Accusations by U.S. government sources of a Chinese role in the cyber attack, including possible state sponsorship, could further strain ties between Washington and Beijing. Tensions are already heightened over Chinese assertiveness in pursuit of territorial claims in the South China Sea.

The same report notes that the hack may be linked to the hack of similar scope of Anthem earlier this year.

This is, as a lot of the current and former government employees I follow on Twitter are realizing this morning, a devastating hack, one which will have repercussions both in the private lives of those whose data has been hacked as well as generally for America’s national security, because the data in the OPM servers offers a road map for further espionage targeting.

It is also something the US does all the time — and not just against official government employees of adversary nations, but also against civilian or quasi civilian telecom targets, as well as employees of corporations of interest.

This WaPo piece quotes a number of cybersecurity people suggesting several recent major hacks are being used to pull together large data repositories — similar to in purpose but at this point just a mere shadow of what we do using bulk collection and XKeyscore.

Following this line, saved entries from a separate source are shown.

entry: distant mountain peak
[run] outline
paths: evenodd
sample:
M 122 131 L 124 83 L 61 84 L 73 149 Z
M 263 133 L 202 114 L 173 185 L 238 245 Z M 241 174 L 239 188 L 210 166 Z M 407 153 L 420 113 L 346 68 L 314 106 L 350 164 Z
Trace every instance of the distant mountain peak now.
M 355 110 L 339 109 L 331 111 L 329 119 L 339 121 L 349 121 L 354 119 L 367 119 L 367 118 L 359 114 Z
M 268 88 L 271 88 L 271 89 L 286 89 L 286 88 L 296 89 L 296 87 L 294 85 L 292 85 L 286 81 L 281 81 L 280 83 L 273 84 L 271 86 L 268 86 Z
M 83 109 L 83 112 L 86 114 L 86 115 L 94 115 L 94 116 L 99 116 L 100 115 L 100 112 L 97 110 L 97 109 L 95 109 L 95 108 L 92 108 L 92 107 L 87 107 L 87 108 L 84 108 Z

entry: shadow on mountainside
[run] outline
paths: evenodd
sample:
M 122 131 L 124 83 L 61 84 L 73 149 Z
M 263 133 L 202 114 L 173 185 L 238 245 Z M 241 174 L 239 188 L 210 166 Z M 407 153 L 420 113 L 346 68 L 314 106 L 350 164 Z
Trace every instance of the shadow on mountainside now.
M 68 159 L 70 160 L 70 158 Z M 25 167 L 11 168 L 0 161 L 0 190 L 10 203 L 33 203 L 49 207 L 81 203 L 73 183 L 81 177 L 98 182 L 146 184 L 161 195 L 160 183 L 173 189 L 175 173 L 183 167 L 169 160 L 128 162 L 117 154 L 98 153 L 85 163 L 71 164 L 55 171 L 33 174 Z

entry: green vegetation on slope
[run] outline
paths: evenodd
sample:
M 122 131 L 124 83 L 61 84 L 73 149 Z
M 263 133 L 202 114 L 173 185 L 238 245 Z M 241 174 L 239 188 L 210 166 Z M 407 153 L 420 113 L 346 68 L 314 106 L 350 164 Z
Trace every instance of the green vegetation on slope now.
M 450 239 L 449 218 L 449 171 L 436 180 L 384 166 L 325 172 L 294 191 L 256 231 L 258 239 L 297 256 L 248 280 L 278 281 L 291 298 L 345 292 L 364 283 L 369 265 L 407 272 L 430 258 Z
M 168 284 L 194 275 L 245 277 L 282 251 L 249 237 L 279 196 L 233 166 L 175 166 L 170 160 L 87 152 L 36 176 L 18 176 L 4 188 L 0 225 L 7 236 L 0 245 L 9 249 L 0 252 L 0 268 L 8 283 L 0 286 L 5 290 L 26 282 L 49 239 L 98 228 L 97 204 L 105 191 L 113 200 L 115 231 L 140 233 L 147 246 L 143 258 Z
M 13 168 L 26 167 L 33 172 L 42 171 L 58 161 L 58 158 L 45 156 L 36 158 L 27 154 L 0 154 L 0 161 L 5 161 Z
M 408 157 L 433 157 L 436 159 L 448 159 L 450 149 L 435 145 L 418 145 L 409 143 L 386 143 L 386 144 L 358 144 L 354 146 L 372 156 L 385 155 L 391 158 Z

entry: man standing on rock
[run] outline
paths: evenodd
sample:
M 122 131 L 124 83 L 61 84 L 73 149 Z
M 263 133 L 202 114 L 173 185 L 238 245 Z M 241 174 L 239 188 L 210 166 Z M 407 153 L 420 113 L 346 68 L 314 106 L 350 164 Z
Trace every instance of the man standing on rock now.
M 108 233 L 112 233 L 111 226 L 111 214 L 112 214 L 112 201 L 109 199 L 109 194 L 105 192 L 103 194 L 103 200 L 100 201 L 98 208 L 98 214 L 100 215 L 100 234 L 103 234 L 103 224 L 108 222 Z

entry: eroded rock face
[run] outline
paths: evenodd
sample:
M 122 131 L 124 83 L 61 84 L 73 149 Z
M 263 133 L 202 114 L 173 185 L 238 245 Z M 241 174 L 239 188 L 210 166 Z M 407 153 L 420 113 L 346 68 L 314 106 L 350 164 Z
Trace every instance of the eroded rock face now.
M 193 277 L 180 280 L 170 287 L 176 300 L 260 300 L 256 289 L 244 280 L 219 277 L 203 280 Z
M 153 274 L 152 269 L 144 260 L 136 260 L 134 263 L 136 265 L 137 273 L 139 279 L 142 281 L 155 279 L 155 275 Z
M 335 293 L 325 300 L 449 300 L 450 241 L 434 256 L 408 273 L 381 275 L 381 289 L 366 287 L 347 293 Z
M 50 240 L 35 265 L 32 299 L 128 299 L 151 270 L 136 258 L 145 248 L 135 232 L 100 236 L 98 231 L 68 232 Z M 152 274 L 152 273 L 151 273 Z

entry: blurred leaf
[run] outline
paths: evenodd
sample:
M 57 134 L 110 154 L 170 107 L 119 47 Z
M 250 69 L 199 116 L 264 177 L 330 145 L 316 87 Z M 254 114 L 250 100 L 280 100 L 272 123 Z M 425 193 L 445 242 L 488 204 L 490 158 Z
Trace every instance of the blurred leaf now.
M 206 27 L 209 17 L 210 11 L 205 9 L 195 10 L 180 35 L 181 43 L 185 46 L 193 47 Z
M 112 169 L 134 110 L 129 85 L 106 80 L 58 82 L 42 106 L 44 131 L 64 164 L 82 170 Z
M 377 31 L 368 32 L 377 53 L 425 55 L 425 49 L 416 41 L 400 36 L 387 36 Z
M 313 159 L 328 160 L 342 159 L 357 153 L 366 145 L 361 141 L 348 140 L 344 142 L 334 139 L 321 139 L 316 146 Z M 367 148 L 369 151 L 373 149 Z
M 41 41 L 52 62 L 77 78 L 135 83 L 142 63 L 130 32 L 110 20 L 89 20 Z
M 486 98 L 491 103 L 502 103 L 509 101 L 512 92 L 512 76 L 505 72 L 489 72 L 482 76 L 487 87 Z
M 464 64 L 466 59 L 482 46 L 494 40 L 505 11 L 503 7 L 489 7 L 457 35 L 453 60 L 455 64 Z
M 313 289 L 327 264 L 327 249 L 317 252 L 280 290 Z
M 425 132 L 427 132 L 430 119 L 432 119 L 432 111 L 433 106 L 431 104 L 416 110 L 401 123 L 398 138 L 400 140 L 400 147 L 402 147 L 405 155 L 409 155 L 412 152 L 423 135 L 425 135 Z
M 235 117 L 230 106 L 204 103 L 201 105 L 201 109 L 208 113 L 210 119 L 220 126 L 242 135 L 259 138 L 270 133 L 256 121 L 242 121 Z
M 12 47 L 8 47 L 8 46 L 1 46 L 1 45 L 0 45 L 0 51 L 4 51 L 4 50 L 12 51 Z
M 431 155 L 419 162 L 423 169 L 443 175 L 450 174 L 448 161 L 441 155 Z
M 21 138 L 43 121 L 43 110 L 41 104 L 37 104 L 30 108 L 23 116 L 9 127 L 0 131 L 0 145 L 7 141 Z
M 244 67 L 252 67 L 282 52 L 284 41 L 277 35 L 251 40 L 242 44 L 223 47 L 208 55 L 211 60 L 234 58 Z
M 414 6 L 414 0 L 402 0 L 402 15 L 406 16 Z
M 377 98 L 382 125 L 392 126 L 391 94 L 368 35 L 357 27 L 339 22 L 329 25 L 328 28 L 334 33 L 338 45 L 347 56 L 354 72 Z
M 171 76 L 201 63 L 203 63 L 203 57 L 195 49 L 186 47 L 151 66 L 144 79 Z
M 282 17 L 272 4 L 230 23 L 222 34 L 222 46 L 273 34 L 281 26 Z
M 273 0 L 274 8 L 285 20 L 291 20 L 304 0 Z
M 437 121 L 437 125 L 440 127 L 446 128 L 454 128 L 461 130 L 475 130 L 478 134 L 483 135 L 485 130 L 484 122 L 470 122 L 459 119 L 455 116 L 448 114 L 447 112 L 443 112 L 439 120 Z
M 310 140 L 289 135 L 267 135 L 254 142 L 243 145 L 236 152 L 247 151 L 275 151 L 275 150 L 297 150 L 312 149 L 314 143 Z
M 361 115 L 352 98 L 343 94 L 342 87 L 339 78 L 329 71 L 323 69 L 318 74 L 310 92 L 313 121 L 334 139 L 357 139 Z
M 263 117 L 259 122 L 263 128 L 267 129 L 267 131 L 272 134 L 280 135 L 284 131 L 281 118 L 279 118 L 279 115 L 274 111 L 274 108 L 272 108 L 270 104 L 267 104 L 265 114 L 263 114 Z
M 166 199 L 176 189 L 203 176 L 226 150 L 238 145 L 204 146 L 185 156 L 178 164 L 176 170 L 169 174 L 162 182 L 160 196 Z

But it tries to suggest the Chinese collection of bulk data is worse because, “in China, the authorities do not tolerate public debate over the proper limits of large-scale spying in the digital age.”

The US Intelligence Community let us have a debate over a mere fraction of the bulk data being collected by the NSA — that collected domestically to target Americans. But for the stuff targeting foreigners on a far greater scale, President Obama proclaimed we would continue collecting in bulk but limit its use to all the major purposes we were already using it for before we ever got around to debating the Section 215 dragnet.

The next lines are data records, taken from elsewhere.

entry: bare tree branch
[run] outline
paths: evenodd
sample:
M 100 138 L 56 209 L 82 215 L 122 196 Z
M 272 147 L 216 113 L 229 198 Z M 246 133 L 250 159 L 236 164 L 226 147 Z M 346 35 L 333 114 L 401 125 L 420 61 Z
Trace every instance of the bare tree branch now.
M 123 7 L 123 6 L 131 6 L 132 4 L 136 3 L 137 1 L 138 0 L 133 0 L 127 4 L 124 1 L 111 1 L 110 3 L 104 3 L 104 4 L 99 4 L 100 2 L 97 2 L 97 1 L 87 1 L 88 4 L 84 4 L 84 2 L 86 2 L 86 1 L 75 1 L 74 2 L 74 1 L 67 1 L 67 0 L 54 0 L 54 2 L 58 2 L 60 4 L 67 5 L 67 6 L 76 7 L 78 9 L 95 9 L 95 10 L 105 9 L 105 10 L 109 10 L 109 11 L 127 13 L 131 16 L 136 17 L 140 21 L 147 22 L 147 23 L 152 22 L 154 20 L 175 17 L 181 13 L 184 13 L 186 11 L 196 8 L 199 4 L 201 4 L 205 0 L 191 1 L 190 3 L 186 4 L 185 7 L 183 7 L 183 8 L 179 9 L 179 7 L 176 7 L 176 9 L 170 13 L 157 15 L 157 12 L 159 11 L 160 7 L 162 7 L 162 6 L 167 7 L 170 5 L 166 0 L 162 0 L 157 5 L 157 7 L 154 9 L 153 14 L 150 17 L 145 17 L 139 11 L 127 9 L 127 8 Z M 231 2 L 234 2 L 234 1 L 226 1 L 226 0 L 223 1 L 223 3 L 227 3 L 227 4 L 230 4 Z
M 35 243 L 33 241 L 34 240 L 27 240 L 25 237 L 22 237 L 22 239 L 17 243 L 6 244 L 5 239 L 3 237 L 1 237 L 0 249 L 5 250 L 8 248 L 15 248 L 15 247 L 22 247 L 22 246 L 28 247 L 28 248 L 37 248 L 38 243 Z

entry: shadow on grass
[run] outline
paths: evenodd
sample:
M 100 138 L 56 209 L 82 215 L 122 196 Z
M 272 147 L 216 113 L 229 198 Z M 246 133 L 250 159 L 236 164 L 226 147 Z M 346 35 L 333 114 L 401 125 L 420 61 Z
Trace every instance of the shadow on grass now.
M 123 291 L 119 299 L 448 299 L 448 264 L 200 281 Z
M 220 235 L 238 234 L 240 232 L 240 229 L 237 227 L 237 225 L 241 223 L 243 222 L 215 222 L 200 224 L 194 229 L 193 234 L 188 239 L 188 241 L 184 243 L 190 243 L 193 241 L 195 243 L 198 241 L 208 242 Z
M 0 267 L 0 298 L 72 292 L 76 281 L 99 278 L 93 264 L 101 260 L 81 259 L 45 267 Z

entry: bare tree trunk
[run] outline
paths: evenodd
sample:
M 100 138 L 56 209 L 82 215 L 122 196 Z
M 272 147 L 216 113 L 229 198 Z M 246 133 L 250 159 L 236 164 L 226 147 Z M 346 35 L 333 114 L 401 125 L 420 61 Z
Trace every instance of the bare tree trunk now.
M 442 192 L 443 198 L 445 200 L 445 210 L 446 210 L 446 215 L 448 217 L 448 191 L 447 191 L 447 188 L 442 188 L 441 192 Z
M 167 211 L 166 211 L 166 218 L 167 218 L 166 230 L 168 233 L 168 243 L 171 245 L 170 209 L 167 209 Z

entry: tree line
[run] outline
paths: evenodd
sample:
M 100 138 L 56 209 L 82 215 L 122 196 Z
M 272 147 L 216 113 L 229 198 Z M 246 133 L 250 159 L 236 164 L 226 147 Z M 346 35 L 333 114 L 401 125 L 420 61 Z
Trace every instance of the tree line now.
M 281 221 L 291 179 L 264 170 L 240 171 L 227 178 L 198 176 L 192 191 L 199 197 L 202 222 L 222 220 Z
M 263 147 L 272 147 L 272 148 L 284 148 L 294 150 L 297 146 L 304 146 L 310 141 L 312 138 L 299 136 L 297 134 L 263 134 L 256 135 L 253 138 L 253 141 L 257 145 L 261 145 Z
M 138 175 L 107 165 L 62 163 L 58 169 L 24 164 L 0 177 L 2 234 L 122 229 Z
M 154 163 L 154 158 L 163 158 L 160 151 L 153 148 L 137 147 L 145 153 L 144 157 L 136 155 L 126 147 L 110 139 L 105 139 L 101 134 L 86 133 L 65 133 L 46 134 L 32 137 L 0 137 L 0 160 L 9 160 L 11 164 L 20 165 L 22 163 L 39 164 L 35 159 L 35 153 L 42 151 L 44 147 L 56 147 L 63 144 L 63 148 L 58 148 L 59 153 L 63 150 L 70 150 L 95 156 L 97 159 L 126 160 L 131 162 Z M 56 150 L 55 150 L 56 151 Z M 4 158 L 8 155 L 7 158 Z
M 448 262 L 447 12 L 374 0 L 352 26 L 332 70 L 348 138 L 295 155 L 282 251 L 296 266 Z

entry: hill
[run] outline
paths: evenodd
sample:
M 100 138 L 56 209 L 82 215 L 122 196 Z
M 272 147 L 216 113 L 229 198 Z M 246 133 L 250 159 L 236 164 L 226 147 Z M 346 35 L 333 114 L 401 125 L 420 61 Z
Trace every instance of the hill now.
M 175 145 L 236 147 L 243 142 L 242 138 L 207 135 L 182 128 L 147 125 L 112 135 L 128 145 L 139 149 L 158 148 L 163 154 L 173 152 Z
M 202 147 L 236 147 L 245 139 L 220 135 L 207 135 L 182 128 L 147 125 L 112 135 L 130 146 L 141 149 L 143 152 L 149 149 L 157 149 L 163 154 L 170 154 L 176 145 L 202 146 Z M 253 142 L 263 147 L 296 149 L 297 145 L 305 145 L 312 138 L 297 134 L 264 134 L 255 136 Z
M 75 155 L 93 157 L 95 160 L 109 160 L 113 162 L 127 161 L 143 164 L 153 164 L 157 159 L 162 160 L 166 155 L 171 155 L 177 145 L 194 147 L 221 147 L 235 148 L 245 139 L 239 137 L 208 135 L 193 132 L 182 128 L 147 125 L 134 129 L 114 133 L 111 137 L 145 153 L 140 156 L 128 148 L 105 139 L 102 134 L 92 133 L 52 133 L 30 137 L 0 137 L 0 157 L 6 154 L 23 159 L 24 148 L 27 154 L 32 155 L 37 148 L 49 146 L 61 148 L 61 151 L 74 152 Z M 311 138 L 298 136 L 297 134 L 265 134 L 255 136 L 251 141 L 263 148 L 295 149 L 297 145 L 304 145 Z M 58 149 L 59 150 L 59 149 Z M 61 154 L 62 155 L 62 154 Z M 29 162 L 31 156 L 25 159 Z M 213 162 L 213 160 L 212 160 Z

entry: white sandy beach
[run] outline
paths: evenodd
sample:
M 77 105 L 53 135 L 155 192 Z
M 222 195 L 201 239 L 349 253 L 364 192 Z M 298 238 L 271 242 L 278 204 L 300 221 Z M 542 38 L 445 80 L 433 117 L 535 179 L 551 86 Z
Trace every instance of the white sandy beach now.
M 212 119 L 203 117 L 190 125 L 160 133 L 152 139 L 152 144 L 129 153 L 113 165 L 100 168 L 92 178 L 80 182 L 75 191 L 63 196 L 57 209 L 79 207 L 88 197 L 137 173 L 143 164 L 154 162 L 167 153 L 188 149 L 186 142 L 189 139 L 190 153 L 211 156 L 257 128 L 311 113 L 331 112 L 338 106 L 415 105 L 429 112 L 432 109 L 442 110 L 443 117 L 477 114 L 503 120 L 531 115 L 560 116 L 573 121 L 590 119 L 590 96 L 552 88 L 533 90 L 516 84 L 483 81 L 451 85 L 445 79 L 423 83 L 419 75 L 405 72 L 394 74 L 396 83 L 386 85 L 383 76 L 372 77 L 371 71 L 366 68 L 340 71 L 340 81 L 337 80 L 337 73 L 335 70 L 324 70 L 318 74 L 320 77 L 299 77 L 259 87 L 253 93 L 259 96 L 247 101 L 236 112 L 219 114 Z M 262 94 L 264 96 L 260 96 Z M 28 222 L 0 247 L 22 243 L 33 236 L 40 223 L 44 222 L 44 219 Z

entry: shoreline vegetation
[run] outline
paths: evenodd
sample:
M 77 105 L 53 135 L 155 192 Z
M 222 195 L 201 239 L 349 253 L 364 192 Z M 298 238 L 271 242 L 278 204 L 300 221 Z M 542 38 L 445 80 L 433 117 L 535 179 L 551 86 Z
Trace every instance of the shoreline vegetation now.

(1) espionage and other threats and activities directed by foreign powers or their intelligence services against the United States and its interests;

(2) threats to the United States and its interests from terrorism;

(3) threats to the United States and its interests from the development, possession, proliferation, or use of weapons of mass destruction;

(4) cybersecurity threats;

(5) threats to U.S. or allied Armed Forces or other U.S or allied personnel;

(6) transnational criminal threats, including illicit finance and sanctions evasion related to the other purposes named in this section.

That scope goes well beyond the scope of those affected in this OPM hack.

Once the government does whatever it can to protect the millions compromised by this hack, I hope it will provide an opportunity to do two things: focus on actual cyber-defense, rather than an offensive approach that itself entails and therefore legitimates precisely this kind of bulk collection, and reflect on whether the world we’ve built, in which millions of innocent people get swept up in spying because it’s easy to do so, is really one we want to pursue. Ideally, such reflection might lead to some norm-setting that sharply limits the kinds of targets who can be bulk collected (though OPM would solidly fit in any imaginable such limits).

China has, unsurprisingly, now adopted our approach, even if it would take a decade for it to catch up in ability to bulk collect from most nodes. And that’s going to suck for a lot of government and private sector employees who will be made targets as a result.

But that’s the world and the rules we chose to create.

Update: See this NYT piece for just how shoddy the security on OPM’s servers was. We’ve been arguing for years about ways to better respond to criminal hackers and neglecting really really basic steps needed to prevent our adversaries from adopting the same approach we use.